I guess in some sense, reality is the opposite of ambition. At least for this definition of ambition that I’m working with. But even so, I think it’s important that you don’t fall into the trap of thinking that means that you need to be real or face reality or other similar tropes. Reality is acceptance. Not saying that failure is inevitable, but as I write that—maybe it is? Failure is an inevitable part of getting what you want.
I guess the trap is thinking that failure is inevitable, and that failure is the end. But really, failure is part of the process. Part of any healthy process. I mean would it be too contrarian to say that you should seek failure (though this is starting to sound a bit hustle bro-y). I think the balance is not necessarily to seek it, but to not not-seek it.
Failure also has magnitude. You should definitely avoid failure that leads to you not surviving, but the hard part in finding that balance is that so much of the small failures feel like big failures (at least in your imagination). I guess this is why exposure therapy works?
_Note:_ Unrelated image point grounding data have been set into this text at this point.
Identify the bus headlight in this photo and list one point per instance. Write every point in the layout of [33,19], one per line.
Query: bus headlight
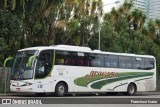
[27,84]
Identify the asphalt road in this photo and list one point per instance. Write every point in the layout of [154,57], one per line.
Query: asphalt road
[140,98]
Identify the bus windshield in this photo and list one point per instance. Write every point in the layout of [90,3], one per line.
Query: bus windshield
[23,65]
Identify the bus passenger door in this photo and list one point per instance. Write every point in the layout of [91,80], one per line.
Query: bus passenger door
[43,79]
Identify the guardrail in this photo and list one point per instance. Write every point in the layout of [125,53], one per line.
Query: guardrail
[5,74]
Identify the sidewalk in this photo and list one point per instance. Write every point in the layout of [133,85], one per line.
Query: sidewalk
[33,94]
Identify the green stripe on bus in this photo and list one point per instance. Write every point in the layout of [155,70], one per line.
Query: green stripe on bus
[84,81]
[100,84]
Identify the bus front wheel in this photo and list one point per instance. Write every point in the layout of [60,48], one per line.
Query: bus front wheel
[60,89]
[131,90]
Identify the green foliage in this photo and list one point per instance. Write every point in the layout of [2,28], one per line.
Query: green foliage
[28,23]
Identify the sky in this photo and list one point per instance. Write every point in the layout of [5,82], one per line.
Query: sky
[108,8]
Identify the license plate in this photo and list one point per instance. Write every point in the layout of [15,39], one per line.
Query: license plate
[17,89]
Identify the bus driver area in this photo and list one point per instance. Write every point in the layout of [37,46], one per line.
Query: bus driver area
[61,69]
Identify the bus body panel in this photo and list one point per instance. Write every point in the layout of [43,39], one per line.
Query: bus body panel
[87,78]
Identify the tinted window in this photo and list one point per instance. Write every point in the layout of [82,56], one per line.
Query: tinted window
[96,60]
[44,64]
[138,63]
[81,59]
[64,58]
[111,61]
[125,62]
[149,63]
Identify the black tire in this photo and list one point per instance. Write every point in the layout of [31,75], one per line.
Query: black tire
[112,93]
[131,90]
[60,89]
[40,94]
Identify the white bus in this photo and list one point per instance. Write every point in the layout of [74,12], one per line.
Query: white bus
[63,69]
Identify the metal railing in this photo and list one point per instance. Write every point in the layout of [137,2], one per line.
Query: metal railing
[5,74]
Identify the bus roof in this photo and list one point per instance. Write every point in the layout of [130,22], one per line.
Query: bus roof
[81,49]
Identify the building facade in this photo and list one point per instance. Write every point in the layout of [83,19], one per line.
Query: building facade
[150,7]
[154,9]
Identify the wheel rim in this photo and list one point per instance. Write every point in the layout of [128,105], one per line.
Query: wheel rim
[61,90]
[131,90]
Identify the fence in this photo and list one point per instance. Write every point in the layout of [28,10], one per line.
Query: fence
[5,79]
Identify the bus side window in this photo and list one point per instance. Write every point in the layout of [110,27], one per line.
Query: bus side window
[149,63]
[125,62]
[111,61]
[96,60]
[60,57]
[138,63]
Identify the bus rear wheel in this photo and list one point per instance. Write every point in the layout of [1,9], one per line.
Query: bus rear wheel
[60,89]
[131,90]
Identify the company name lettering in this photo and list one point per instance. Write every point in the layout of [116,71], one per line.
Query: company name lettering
[102,74]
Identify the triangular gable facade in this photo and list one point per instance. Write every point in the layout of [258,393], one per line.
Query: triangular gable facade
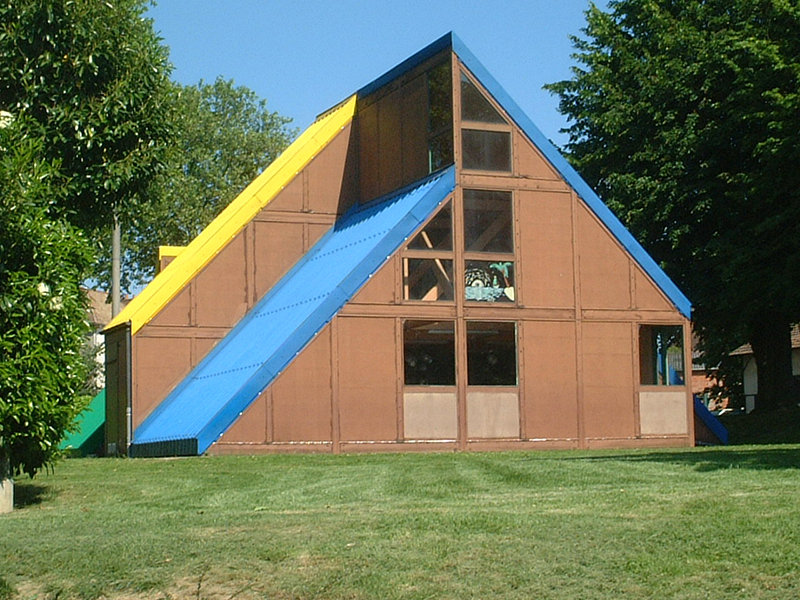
[423,270]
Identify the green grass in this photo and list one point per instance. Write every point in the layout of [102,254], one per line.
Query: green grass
[686,524]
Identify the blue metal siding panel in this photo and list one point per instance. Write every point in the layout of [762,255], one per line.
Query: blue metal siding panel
[205,404]
[572,177]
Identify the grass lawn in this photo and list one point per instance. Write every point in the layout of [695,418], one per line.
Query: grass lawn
[695,523]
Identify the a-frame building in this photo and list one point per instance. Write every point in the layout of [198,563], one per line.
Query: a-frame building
[420,270]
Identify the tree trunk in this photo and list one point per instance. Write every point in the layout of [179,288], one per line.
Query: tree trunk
[771,340]
[6,484]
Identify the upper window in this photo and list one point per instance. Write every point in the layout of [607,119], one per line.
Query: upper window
[661,355]
[428,260]
[487,221]
[474,106]
[485,134]
[440,117]
[429,353]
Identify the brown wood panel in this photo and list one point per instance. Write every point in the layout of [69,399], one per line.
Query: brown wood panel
[604,265]
[327,177]
[390,141]
[221,288]
[380,289]
[368,155]
[177,312]
[289,198]
[608,380]
[250,427]
[301,396]
[278,246]
[546,249]
[367,375]
[531,162]
[118,378]
[415,130]
[202,346]
[159,364]
[551,381]
[648,295]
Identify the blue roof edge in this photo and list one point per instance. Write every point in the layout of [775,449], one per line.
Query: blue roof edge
[710,420]
[573,178]
[307,330]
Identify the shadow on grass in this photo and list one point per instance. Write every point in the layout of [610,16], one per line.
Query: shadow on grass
[715,459]
[27,493]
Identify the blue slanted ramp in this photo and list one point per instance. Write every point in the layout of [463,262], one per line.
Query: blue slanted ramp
[208,401]
[709,430]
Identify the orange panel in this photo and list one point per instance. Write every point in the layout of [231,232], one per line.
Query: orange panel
[251,426]
[326,175]
[367,379]
[551,382]
[380,289]
[222,288]
[278,247]
[289,198]
[301,396]
[159,364]
[530,161]
[608,388]
[546,250]
[604,265]
[177,312]
[201,347]
[647,294]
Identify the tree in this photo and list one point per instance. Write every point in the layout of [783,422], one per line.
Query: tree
[83,86]
[91,80]
[224,137]
[42,309]
[685,116]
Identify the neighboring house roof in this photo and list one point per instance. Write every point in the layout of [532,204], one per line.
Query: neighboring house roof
[295,310]
[188,263]
[747,350]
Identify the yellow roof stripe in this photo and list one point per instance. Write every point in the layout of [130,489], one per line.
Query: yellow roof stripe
[188,263]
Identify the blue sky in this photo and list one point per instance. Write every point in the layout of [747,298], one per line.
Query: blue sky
[305,56]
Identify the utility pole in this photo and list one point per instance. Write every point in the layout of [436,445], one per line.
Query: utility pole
[116,244]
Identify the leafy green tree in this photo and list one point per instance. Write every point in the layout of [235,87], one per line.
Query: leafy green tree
[42,308]
[224,137]
[91,80]
[83,91]
[685,116]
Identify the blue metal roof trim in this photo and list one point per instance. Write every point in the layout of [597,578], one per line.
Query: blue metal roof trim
[572,177]
[208,401]
[711,421]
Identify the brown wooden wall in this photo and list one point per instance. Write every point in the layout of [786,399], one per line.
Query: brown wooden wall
[169,346]
[580,299]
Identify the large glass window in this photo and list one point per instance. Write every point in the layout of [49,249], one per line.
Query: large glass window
[429,279]
[440,117]
[486,150]
[488,246]
[428,260]
[429,353]
[437,234]
[661,355]
[491,353]
[474,106]
[487,221]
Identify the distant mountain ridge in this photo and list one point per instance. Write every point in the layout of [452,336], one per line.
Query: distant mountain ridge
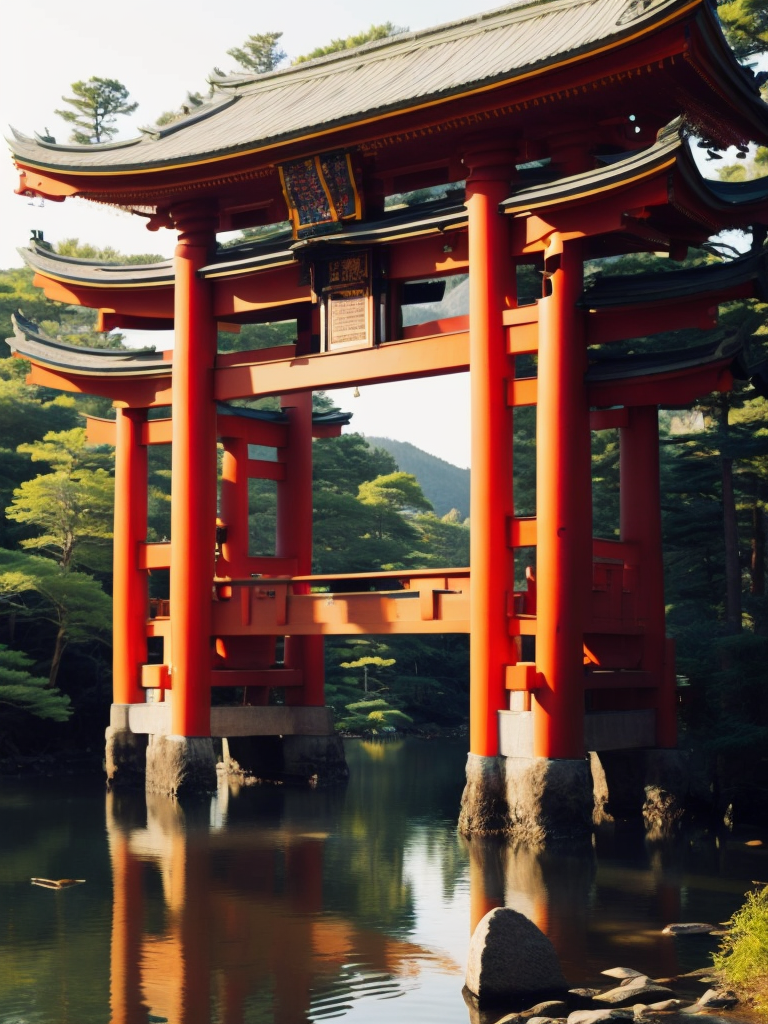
[445,485]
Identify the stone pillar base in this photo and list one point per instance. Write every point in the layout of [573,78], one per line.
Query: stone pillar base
[179,766]
[483,808]
[125,758]
[549,800]
[535,800]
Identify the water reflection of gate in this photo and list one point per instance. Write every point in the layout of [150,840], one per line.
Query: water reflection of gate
[591,910]
[243,934]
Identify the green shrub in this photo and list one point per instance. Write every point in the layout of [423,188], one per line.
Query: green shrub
[742,957]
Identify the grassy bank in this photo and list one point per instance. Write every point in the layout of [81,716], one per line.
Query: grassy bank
[742,957]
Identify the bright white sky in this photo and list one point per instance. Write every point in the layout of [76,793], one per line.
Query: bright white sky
[159,49]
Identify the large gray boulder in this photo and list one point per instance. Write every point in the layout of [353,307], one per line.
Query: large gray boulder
[509,956]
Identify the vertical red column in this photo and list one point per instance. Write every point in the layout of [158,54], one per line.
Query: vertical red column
[563,508]
[294,540]
[641,524]
[235,507]
[129,586]
[492,286]
[194,475]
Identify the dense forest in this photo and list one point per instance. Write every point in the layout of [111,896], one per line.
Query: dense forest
[55,536]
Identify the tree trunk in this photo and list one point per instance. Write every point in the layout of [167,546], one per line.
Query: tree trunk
[730,529]
[58,649]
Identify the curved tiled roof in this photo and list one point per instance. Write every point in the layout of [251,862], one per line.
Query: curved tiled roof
[32,343]
[248,113]
[432,218]
[615,291]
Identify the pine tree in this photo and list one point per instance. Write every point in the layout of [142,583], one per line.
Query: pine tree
[23,691]
[96,105]
[259,53]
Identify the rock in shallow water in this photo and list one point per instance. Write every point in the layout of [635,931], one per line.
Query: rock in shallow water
[693,928]
[597,1016]
[639,990]
[510,956]
[622,972]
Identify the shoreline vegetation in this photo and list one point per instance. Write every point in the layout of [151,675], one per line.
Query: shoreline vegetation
[741,961]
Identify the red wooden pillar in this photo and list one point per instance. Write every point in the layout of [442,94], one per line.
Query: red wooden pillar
[130,585]
[492,287]
[294,540]
[563,508]
[641,524]
[233,559]
[194,475]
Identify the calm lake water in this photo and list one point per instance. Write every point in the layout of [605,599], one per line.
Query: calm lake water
[269,905]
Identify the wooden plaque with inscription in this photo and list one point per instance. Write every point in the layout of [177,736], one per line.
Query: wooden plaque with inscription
[347,302]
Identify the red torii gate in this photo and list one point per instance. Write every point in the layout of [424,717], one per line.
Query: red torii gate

I guess the main problem here is that ambition sometimes stops me from trying (or just making concrete progress), because by trying I almost reify that I’m not as good as my imagined self ever could be. And that’s a scary thought. But the reality is that it is the trying itself that you learn from, and the failures and success from continual trying that actually gets you to where you want to go. You are forged through the fire and you (and by you I mean I) always, always, always, learn the most by actually doing—not thinking.
It’s so hard to let go of that idea that I may not be as good as I imagine I could be. To let go of the idea that I may not live to my (or someone else’s) imagined potential for myself. But to move myself forward I need to ground myself in the reality of action, not just my imagined ambitions of what I could be.